Personal information
- Born: June 2, 1967 (age 59) St. Croix, Virgin Islands
- Listed height: 6 ft 3 in (1.91 m)
- Listed weight: 269 lb (122 kg)

Career information
- High school: Cushing Academy (Ashburnham, Massachusetts, U.S.)
- College: Michigan
- NFL draft: 1992: 4th round, 111th overall pick

Career history
- Kansas City Chiefs (1992); Green Bay Packers (1994)*; Amsterdam Admirals (1995-1997);
- * Offseason and/or practice squad member only

Awards and highlights
- First-team All-Big Ten (1991); Second-team All-Big Ten (1990);
- Stats at Pro Football Reference

= Mike Evans (defensive lineman) =

American football player (born 1967)

Michael James Evans (born June 2, 1967) is a former American football defensive end for the Kansas City Chiefs of the National Football League (NFL). He played college football at the University of Michigan.

==Early life==
Evans attended Cushing Academy and played high school football as a linebacker. He spent a year at a prep school to improve his grades.

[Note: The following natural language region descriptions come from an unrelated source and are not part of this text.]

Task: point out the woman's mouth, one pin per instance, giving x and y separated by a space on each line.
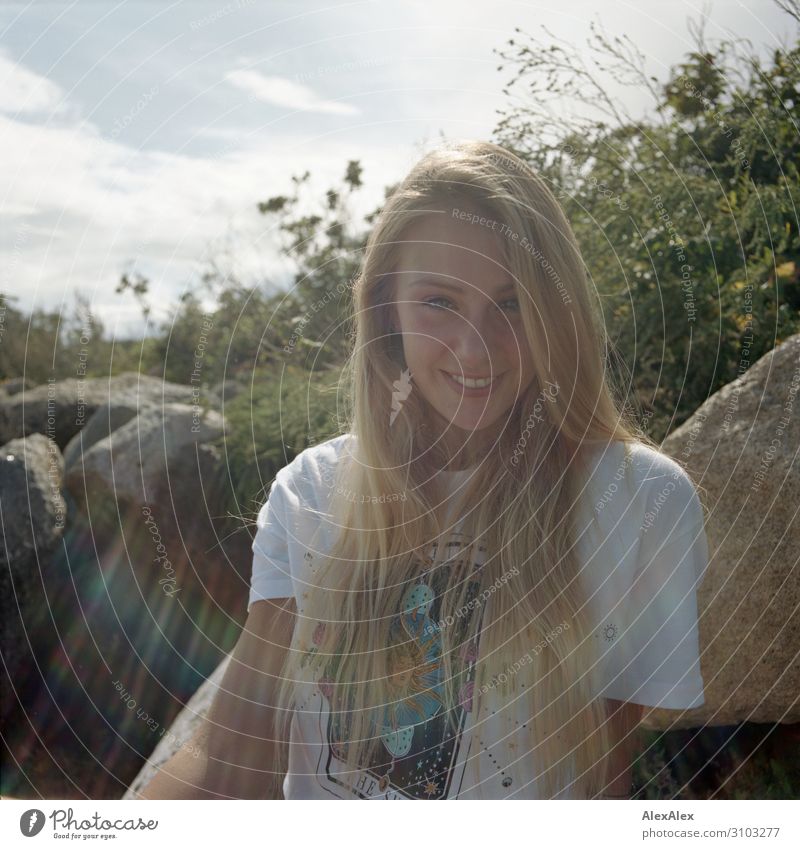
471 388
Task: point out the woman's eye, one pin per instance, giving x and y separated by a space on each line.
432 302
514 302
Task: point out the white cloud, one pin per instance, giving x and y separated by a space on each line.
280 91
22 91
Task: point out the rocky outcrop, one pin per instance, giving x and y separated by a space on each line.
741 448
62 408
143 595
33 518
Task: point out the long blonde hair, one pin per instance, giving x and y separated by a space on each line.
518 502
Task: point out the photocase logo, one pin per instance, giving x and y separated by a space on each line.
402 389
31 822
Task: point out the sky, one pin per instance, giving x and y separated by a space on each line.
142 135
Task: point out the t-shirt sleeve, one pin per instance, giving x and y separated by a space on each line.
271 575
656 659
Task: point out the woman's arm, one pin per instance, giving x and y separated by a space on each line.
238 756
624 719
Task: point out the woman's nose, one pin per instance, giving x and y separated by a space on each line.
474 343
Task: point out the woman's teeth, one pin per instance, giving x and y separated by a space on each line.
472 383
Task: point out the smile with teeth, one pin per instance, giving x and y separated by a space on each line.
472 383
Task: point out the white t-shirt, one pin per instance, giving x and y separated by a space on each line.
644 551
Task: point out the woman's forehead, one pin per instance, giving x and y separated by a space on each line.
450 247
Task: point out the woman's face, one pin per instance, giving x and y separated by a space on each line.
459 316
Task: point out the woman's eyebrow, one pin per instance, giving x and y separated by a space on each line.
455 287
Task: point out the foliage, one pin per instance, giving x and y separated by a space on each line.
686 219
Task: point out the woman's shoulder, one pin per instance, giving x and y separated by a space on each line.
315 465
634 471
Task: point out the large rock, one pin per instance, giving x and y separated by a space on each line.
741 448
60 409
181 731
32 511
135 459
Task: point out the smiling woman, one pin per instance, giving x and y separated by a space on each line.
463 337
497 632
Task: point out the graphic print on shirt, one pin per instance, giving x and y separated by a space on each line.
419 750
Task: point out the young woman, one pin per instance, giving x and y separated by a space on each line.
473 591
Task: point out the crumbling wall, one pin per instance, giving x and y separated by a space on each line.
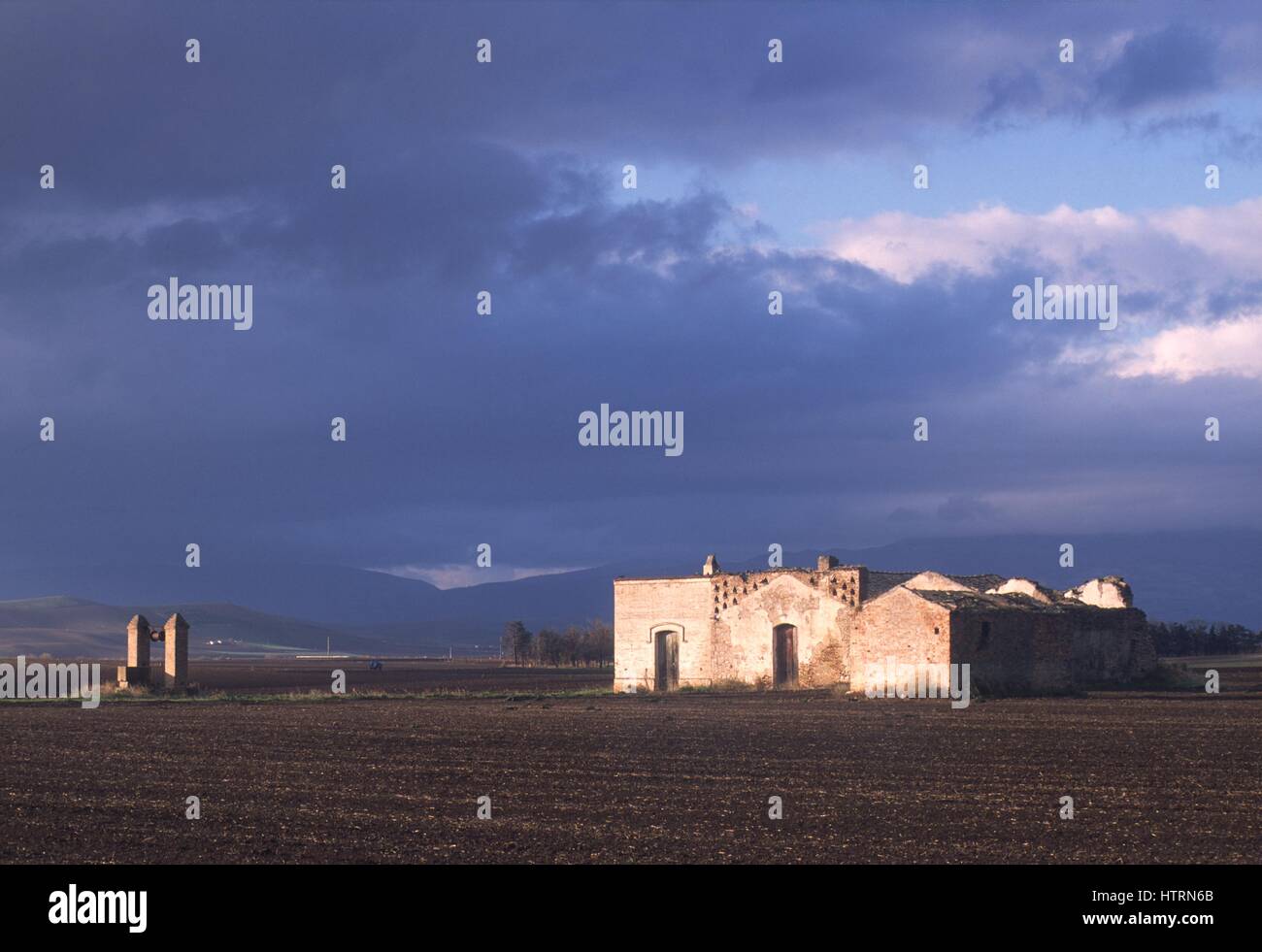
747 607
644 606
903 626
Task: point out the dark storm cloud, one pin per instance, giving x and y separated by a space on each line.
1170 63
465 428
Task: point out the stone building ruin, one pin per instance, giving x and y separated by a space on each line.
829 626
175 637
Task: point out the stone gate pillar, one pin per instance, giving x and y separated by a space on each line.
176 669
137 670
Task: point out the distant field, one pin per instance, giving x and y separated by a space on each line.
1156 777
396 674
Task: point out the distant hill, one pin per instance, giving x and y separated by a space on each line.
72 627
1206 574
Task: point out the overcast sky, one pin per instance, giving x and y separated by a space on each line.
509 177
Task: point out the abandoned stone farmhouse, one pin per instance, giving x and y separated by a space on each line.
829 626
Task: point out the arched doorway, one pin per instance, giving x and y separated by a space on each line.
783 656
667 661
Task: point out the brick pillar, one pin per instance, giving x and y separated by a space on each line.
137 670
176 635
138 642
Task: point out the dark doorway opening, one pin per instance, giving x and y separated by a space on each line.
667 670
783 652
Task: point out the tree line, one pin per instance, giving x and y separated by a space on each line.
575 645
1190 639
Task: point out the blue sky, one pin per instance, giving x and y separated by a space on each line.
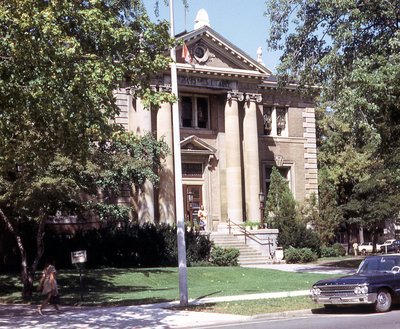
242 22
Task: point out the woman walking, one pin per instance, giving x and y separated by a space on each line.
48 286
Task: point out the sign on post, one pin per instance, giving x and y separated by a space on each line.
78 257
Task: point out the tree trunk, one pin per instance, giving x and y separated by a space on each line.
27 273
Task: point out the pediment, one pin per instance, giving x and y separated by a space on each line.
211 53
195 145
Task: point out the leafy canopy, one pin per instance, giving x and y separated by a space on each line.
351 51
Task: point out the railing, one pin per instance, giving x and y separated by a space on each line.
249 235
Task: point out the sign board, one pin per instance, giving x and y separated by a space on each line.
78 257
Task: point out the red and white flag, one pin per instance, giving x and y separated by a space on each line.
186 55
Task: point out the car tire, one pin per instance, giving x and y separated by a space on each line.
383 301
330 307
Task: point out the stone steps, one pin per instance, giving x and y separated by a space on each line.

He walked-on at the University of Michigan, before receiving a scholarship. He was converted from an inside linebacker into a defensive tackle as a freshman. He became a starter as a sophomore. In his junior season he posted 46 tackles (third on the team) and 7 sacks (led the team). In his last year he received All-Big Ten honors.

==Professional career==

Pre-draft measurables
| Height | Weight | Arm length | Hand span | 40-yard dash | 10-yard split | 20-yard split | 20-yard shuttle | Vertical jump | Broad jump | Bench press |
|---|---|---|---|---|---|---|---|---|---|---|
| 6 ft 3+3⁄8 in (1.91 m) | 266 lb (121 kg) | 33+1⁄2 in (0.85 m) | 9+3⁄8 in (0.24 m) | 5.16 s | 1.83 s | 2.99 s | 4.66 s | 30.0 in (0.76 m) | 9 ft 4 in (2.84 m) | 21 reps |

===Kansas City Chiefs===
Evans was selected by the Kansas City Chiefs in the fourth round (101st overall) of the 1992 NFL draft. As a rookie, he appeared in 12 games (one start), registering 5 tackles and 4 quarterback pressures. He was waived on August 24, 1993.

===Green Bay Packers===
On March 2, 1994, he was signed as a free agent by the Green Bay Packers. He was released on August 23.